Enrichment of Bacterial Groups According to Seasonal Variation and Agriculture Impact
At the phylum level, bacterial composition changed according to the experimental field and seasonal variation (Figure 3A). A significant enrichment (p < 0.05) of the phyla Actinobacteria and Cyanobacteria was found in the dry season of CEF soils in contrast to an increase of Proteobacteria, Acidobacteria and Bacteroidetes in the rainy season (Figure 3B). Similar responses of have been described in bacterial communities of soils collected from other sites of Caatinga biome (Lançoni et al., 2013; Nessner Kavamura et al., 2013), as well as in many drylands subjected to rainfall regimes (Barnard et al., 2013; Zhao et al., 2016). Actinobacteria, Proteobacteria and Acidobacteria were also the most responsive phyla in African and Japanese forest soils exposed to drying and rewetting treatments (Zhou et al., 2016). The increase of Actinobacteria in the drought periods is perhaps unsurprising, given their known ability to grow under high temperature, salt concentrations and radiation as well as wide metabolic capacity, which also makes them interesting targets for bioprospecting purposes (Mohammadipanah and Wink, 2016). Similarly, Cyanobacteria members dwelling in arid environments have developed a broad range of strategies for ecological adaptation, including synthesis of extracellular polysaccharides for water retention (Tamaru et al., 2005), protective shield against UV radiation by pigments (Gao and Ye, 2007), and also N2-fixation and photosynthesis for nitrogen (Tashyreva and Elster, 2015) and carbon (Harel et al., 2004) supply, respectively. Indeed, the low moisture required to be photosynthetically active supports the increase in the drought period and the hypothesis of a vital role of this photoautotrophic group as primary producers in dryland environments (Harel et al., 2004; Tracy et al., 2010; Lins et al., 2016). On the other hand, Proteobacteria and Bacteroidetes have copiotrophic strategies with quick growth responses to high moisture and resource availability (Fierer et al., 2007).
Interestingly, some similar and differential responses were observed in soils influenced by ferti-irrigation crop area. The phylum Proteobacteria was significantly overrepresented (p < 0.05) in BEF soil from the rainy season, while Acidobacteria, Firmicutes and Chloroflexi were more enriched in the dry season (Figure 3B). The non-restrictive water content (Table 1) during the dry season ensured by the irrigation practices may explain the lack of statistical difference (p < 0.05) observed in the Cyanobacteria and Actinobacteria abundances among BEF soils. Interesting, Acidobacteria appeared notably more abundant in the dry period of (Figure 3A,B). Given the high nutrient availability in the dry period of BEF soils, the notable enrichment of Acidobacteria disagree with the described oligotrophic life-strategy (analog to K-strategist: slow-growing) of this phylum according to nutrition and growth based-classification (Fierer et al., 2007). However, this scenario is consistent with the different ecological classification proposed more recently by Barnard et al. (2013), where Acidobacteria subgroups displayed a fast life-strategy in response to greater water and nutrient availability in California grasslands soils.

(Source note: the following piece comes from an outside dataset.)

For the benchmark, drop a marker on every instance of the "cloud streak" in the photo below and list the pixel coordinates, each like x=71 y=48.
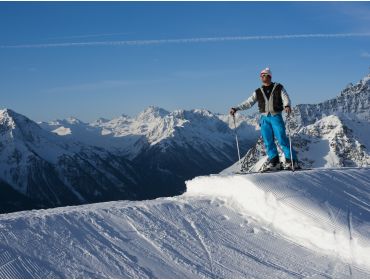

Even with the large proportion of unclassified reads limited by the direct annotation of short reads (Supplementary Table S3), LCA-algorithm was used for phylogenetic resolution at the genus level and provides insights into specific metabolic potential and life-strategy of enriched bacterial groups. Characterized as strictly aerobic, the Conexibacter genus (belonging to Actinobacteria Phylum) was the most represented in all soil metagenomes (Supplementary Figure S2b), except in the irrigation-affected soils (BEF) that displayed a greater abundance of ‘Candidatus Solibacter’ (Supplementary Figure S2b). Although the ecological role of Conexibacter is still not understood, previous metagenomic studies have already reported these microbes as dominant in Caatinga soils (Pacchioni et al., 2014) and quite abundant in other soils (Janssen, 2006; Seki et al., 2012; Deng et al., 2015). Moreover, soil Conexibacter strains were reported as slow-growing microorganisms and with high genomic G+C-content (over 70%), key attributes for survival under stressed arid conditions (Mann and Chen, 2010; Seki et al., 2012).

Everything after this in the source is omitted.